La Révolution elle-même respecta cette jurisprudence[1], dont la loi du 9 janvier 1852, les décrets du 4 juillet 1853 et du 8 février 1868 ne firent qu’amender légèrement les dispositions. Jusqu’en 1868 néanmoins, et par tolérance, le droit d’employer à la récolte « des individus étrangers à la commune » était laissé aux propriétaires riverains, à l’exception des non-domiciliés. Cette disposition prêtant à équivoque, un décret complémentaire fut rendu, en date du 31 mars 1873, qui spécifiait que les non-domiciliés ne pourraient plus employer à la récolte que des habitans de la commune. On croyait la question réglée. Mais, à la faveur de l’article 2 de la nouvelle loi, « un nombre considérable d’étrangers aux communes riveraines y achetèrent, pour se constituer un droit à la récolte, des parcelles insignifiantes, souvent incultes et n’ayant même pas toujours de limites déterminées.

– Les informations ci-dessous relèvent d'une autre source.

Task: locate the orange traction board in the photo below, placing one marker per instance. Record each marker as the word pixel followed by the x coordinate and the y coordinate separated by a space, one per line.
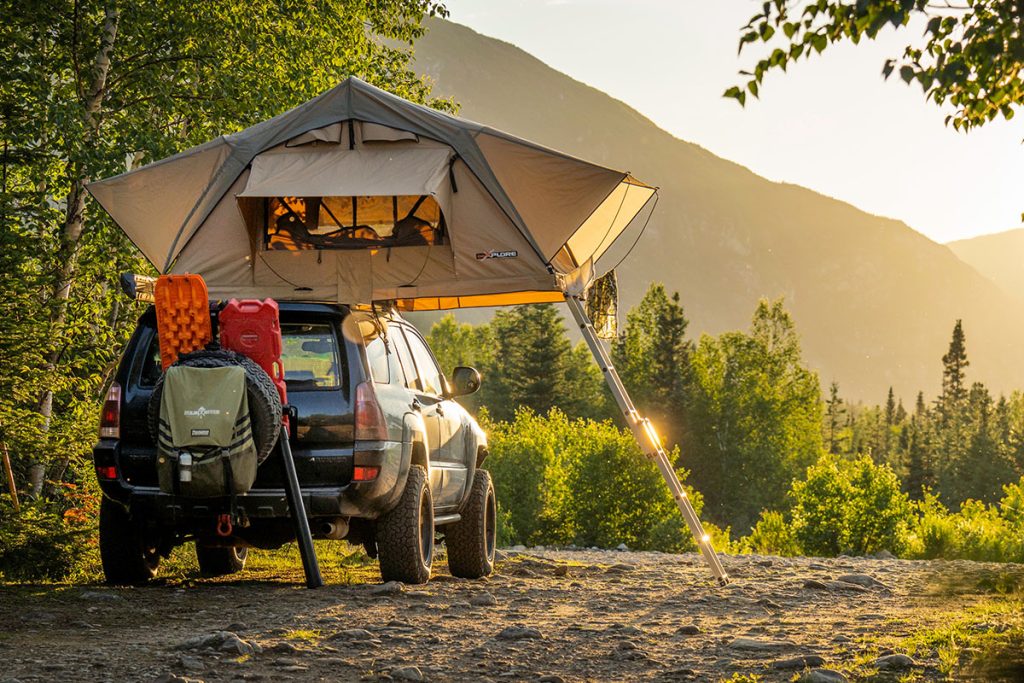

Certains contrats de vente furent même passés au nom de plusieurs acquéreurs, de façon à conférer à chacun des propriétaires indivis le droit à la récolte. » {Circulaire du 15 fév. 1890.) Pour mettre un terme à ces abus, le ministre de la Marine demanda et obtint l’abrogation de l’article 2 du décret du 8 février 1808 et des dispositions du décret du 31 mars 1873 : à

  1. Il y eut bien un arrêté du représentant du peuple Lecarpentier, en date du 12 vendémiaire an II, qui enlevait le droit exclusif de coupe aux communes riveraines, pour le motif que « l’exclusion des communes non limitrophes était injurieuse à l’égalité, préjudiciable à la fécondité de la terre et qu’il en résultait une déperdition sensible du varech, dont le surplus n’était pas consommé par les privilégiés. » Mais cet arrêté ne tarda pas à être rapporté par un autre arrêté en date du 18 thermidur an X.